March 5, 1998     CONTACT:  Joretta Purdue, Washington, D.C. (202)  546-8722     {132}

WASHINGTON (UMNS) -- State-sponsored school prayer was opposed in  statements issued here by United Methodist and National Council of  Churches executives.

The written statements were distributed March 3. The next day, the House   Judiciary Committee approved the so-called Religious Freedom Amendment  to the Constitution by a 16-11 vote. The amendment now goes to the full  House of Representatives for a vote.

School prayer is one key area addressed by the amendment. Critics fear  the measure also could have broader implications, including blurring the  lines separating church and state.

The United Methodist Board of Church and Society strongly opposes  constitutional amendments that would promote state-sponsored school  prayer, said the Rev. Thom White Wolf Fassett, general secretary of the  board.

"At best, this amendment is unnecessary as it calls for religious  liberties that are already clearly part of our everyday lives," Fassett  said. "At worse, this resolution threatens the very religious liberties  it proposes to strengthen."

Speaking for the NCC, of which the United Methodist Church is a member,  the Rev. Oliver Thomas, special counsel for religious and civil  liberties, asked Congress to leave the First Amendment alone.

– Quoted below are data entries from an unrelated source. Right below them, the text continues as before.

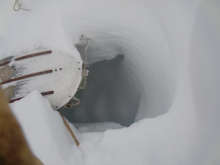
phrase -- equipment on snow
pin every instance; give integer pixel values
(55, 74)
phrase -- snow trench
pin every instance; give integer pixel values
(141, 85)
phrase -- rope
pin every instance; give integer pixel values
(70, 131)
(19, 6)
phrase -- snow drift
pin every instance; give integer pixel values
(170, 67)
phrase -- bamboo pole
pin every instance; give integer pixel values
(70, 131)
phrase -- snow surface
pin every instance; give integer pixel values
(171, 50)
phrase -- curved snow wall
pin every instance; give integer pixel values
(156, 41)
(170, 53)
(145, 80)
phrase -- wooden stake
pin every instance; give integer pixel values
(70, 131)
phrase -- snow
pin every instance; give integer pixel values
(171, 68)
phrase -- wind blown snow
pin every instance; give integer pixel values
(171, 70)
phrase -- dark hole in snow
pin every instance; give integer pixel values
(105, 98)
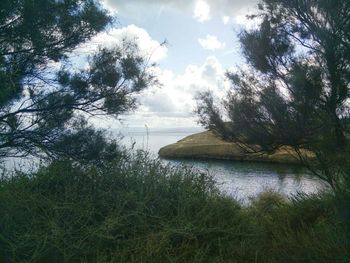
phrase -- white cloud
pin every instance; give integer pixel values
(173, 104)
(211, 42)
(225, 19)
(148, 46)
(247, 23)
(201, 11)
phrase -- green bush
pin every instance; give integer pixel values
(137, 209)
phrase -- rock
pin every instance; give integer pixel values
(206, 145)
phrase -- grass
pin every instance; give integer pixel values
(209, 146)
(135, 209)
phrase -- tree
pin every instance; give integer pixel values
(42, 108)
(296, 91)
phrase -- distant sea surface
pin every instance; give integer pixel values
(241, 180)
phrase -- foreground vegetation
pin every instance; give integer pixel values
(135, 209)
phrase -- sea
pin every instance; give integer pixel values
(238, 179)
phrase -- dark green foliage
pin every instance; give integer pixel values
(41, 105)
(296, 91)
(135, 209)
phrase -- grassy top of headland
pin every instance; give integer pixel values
(207, 145)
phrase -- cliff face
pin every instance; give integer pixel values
(206, 145)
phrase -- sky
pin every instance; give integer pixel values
(202, 44)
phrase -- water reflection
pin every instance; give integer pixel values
(246, 179)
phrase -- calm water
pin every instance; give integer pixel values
(238, 179)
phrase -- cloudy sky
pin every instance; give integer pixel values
(202, 46)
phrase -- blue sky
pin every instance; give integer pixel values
(202, 46)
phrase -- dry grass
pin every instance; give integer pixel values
(209, 146)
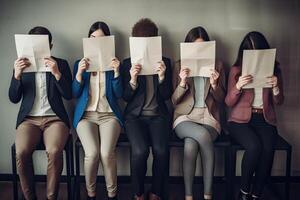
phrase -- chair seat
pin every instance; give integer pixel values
(281, 144)
(223, 140)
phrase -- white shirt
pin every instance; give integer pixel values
(97, 98)
(257, 101)
(41, 106)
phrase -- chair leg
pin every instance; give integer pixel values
(68, 164)
(227, 173)
(77, 179)
(288, 173)
(232, 171)
(14, 168)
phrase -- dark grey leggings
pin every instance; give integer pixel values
(197, 138)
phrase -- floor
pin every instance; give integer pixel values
(176, 191)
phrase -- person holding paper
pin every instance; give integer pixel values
(42, 117)
(98, 117)
(197, 102)
(252, 119)
(147, 120)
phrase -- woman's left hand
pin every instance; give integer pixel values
(161, 69)
(115, 64)
(273, 81)
(213, 79)
(52, 64)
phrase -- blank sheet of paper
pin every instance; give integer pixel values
(35, 48)
(198, 57)
(100, 51)
(147, 52)
(259, 64)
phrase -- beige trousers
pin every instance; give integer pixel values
(99, 134)
(30, 133)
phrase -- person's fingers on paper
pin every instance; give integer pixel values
(244, 80)
(137, 66)
(272, 80)
(115, 63)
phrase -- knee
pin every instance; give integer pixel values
(91, 155)
(190, 149)
(254, 149)
(139, 153)
(161, 152)
(54, 152)
(23, 154)
(107, 154)
(268, 151)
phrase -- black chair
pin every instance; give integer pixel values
(223, 141)
(281, 145)
(122, 142)
(41, 147)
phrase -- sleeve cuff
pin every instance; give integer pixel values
(276, 91)
(133, 86)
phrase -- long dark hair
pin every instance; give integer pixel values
(99, 25)
(253, 40)
(195, 33)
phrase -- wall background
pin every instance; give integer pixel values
(227, 21)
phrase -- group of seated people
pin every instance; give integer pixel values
(147, 121)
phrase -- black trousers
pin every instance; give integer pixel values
(144, 132)
(258, 138)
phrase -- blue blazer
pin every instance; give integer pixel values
(113, 90)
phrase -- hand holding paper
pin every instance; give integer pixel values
(35, 48)
(183, 74)
(213, 79)
(147, 52)
(199, 57)
(19, 66)
(100, 52)
(259, 64)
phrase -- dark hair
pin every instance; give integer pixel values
(253, 40)
(145, 27)
(99, 25)
(40, 30)
(195, 33)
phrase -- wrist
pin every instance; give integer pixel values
(182, 84)
(17, 76)
(161, 78)
(133, 81)
(116, 73)
(57, 76)
(214, 86)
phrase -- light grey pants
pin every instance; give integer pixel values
(99, 136)
(197, 138)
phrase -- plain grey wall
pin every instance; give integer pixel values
(227, 21)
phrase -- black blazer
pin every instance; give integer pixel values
(25, 87)
(135, 98)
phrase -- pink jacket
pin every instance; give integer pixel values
(240, 102)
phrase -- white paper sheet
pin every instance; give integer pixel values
(199, 57)
(147, 52)
(100, 51)
(259, 64)
(35, 48)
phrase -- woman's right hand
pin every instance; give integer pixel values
(82, 66)
(183, 74)
(244, 80)
(19, 66)
(134, 72)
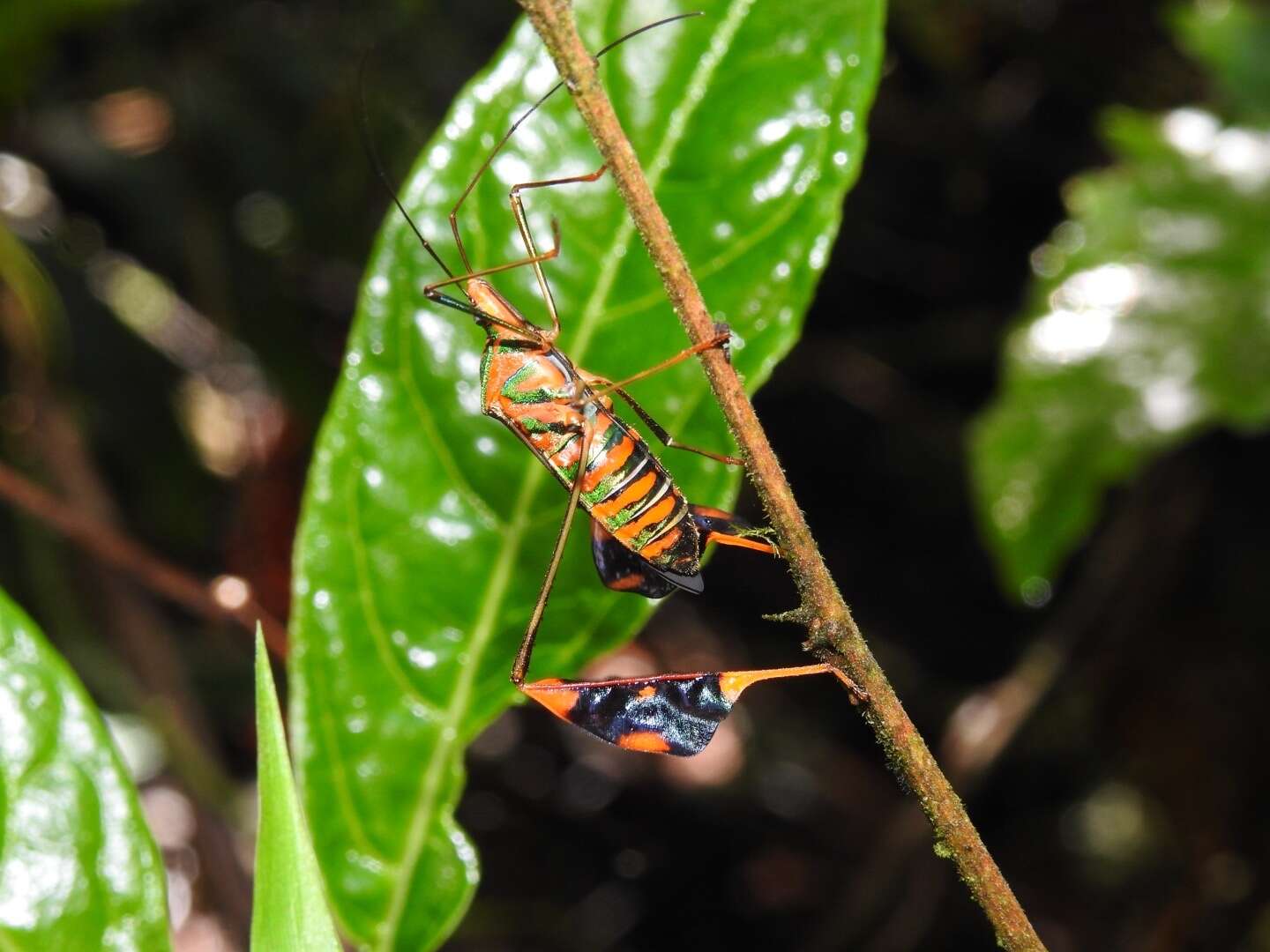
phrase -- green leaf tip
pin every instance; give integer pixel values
(79, 867)
(290, 911)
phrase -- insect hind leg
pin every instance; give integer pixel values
(664, 714)
(729, 530)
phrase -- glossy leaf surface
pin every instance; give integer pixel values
(427, 527)
(288, 909)
(78, 866)
(1147, 325)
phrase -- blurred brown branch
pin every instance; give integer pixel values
(138, 562)
(833, 631)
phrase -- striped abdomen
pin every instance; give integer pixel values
(624, 487)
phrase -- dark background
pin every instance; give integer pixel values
(1127, 802)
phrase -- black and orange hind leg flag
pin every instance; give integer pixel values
(667, 714)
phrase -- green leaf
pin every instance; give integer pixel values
(78, 866)
(427, 527)
(1231, 40)
(1147, 325)
(288, 905)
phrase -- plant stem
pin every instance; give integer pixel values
(832, 631)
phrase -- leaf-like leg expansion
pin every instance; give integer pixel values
(666, 714)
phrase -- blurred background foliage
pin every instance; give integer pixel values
(190, 211)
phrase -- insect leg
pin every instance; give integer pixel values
(718, 340)
(728, 530)
(666, 714)
(666, 438)
(522, 657)
(527, 236)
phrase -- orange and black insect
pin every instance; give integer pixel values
(646, 537)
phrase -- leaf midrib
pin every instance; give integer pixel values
(534, 473)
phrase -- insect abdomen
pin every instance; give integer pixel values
(625, 487)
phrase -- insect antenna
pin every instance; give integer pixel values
(369, 145)
(534, 108)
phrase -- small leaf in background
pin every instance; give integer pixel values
(1147, 325)
(427, 527)
(1231, 40)
(288, 908)
(79, 868)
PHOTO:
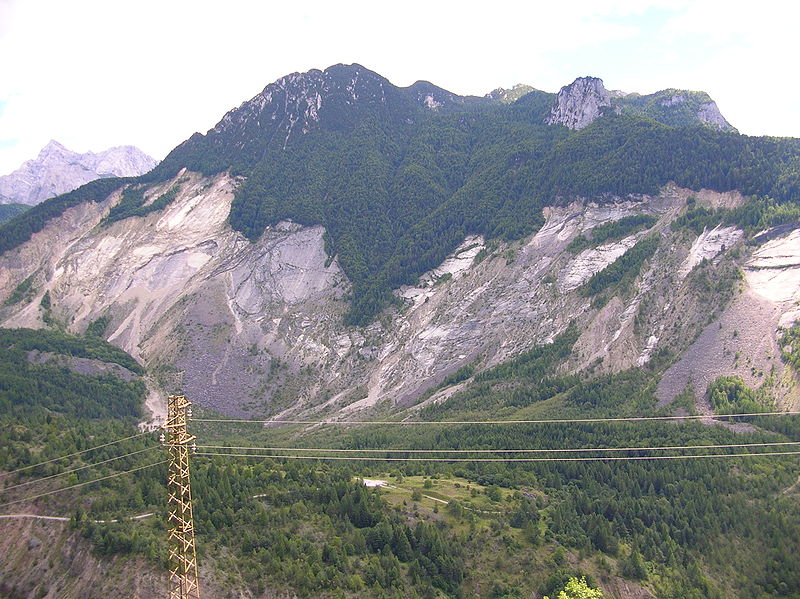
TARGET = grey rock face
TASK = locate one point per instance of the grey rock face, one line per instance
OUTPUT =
(59, 170)
(580, 103)
(709, 113)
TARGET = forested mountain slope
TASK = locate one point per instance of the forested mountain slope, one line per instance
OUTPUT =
(339, 248)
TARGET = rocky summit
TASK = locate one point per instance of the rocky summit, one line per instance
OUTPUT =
(492, 335)
(57, 170)
(245, 270)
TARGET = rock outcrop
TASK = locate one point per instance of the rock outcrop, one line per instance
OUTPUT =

"The truth, of course, is that students already can pray -- vocally or   silently, alone or in groups -- as long as they do not disrupt the  classroom or infringe upon the rights of others," he said. "They may  read their Bibles, form religious clubs, express religious viewpoints  and even share their faith as long as they do not harass or intimidate  their classmates."

"Forcing state-controlled prayer into the public schools violates the  rights of children whose families are practicing members of minority  religions," Fassett said, "and it is in clear opposition to the Social  Principles of the United Methodist Church."

He quoted those principles saying, "The state should not use its  authority to promote particular religious beliefs (including atheism)  nor should it require prayer or worship in the public schools, but it  should leave students free to practice their own religious convictions."

Thomas asserted that the proposed legislation has a financial side as  well.   "If it is passed," he said, "Bob Jones University (a Bible college in  Greenville, S.C.) would be entitled to the same public funding as the   University of South Carolina; Jerry Falwell's 'Old Time Gospel Hour' to  the same tax support as National Public Radio."

Thomas maintained that most religious bodies are against the amendment  proposed by U.S. Rep. Ernest Istook, R-Okla. -- including Istook's own  affiliation, the Mormon Church.

Fassett urged that "this misplaced fervor in the name of school prayer"   not be allowed to distract from the work of feeding the hungry, clothing  the naked, housing the homeless, caring for the sick and freeing the  oppressed.

A statement from Istook, issued after the committee approved the  resolution on March 4, declared, "It very explicitly does not permit  government establishment of religion."

He further said, "The proposed amendment also will force the courts to  stop misusing the language in the First Amendment, thus ignoring  American's religious freedoms."